Good For What Ails Me

"Spring Always Arrives" - Photo by Ev Bishop

“Spring Always Arrives” – Photo by Ev Bishop

Sometimes I romanticize the writing life. (Well, pretty much every aspect of life actually, but I’ll just focus on the writing aspects for now.) And while normally I feel this is a lovely quality, it has a downside. It can make me feel, when writing sessions are more tedious than magical, that maybe it’s because of some inherent flaw in me. Maybe I’m an impostor. A fraud.

I want “perfect” writing days:

Sessions where every penned nuance and detail is rife with significance.

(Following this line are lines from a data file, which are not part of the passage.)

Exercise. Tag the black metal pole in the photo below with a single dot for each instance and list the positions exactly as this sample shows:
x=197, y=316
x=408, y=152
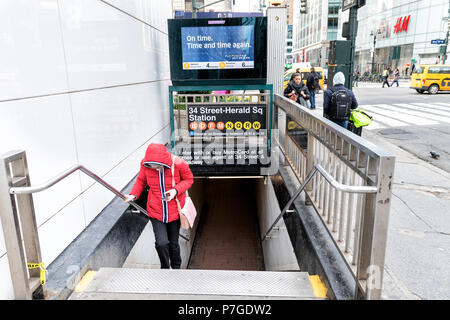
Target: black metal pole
x=374, y=52
x=353, y=25
x=448, y=33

Times with the texture and quality of embossed leather or whiskey soaked velvet (though if I think about it, I’m not really sure how either of those would describe a day at all).

Sprees filled with rambling, writerly chats, obscure poems found wedged between the floor boards in a bedroom of a long vacant house (again, a detail that seems sort of impossible to randomly happen upon when my butt is planted in my office chair, but don’t over think things: this is a perfect day, people!), and wine drank from pewter goblets.

Weather that’s all sunrise, sunset, or storm. Lavender-grey sky. Charcoal-soot clouds. Pounding rain that bends the trees and echoes my heart.

Hours when time pauses and my prose falls effortlessly upon the page, as moving and powerful as a wind that shakes leaves, bends boughs, and changes the season.

I want to be the poet in the turret, the crazy longhaired maiden-crone in the attic (but one whose family doesn’t disown her!).

So, although I often find that the reality of being a writer is pretty great, by comparison to the stuff of my daydream writer life, it’s sometimes a little disappointing. Or a lot, depending on the day. I’m continually surprised that writing is actually work—sometimes really hard work. It’s something I have to schedule in. It rarely just happens. And often it’s painful, like I’m a surgeon charged with the task of removing my own organs without anaesthetic and spreading them around for the world to see. But worse than the pain is the fear.

The fear that I actually have nothing to say. That perhaps the story “The Emperor’s New Clothes” was written with me in mind (“Aren’t they beautiful?” “Isn’t what beautiful? There’s nothing there.”) Fear that I am mediocre at best. Fear that people will see me naked and laugh, or worse, avert their eyes, turn away—ashamed, unable to relate, embarrassed for me. And even more fear: that I will never be read or connected with at all. I will send parts of myself into the void and be met with . . . silence.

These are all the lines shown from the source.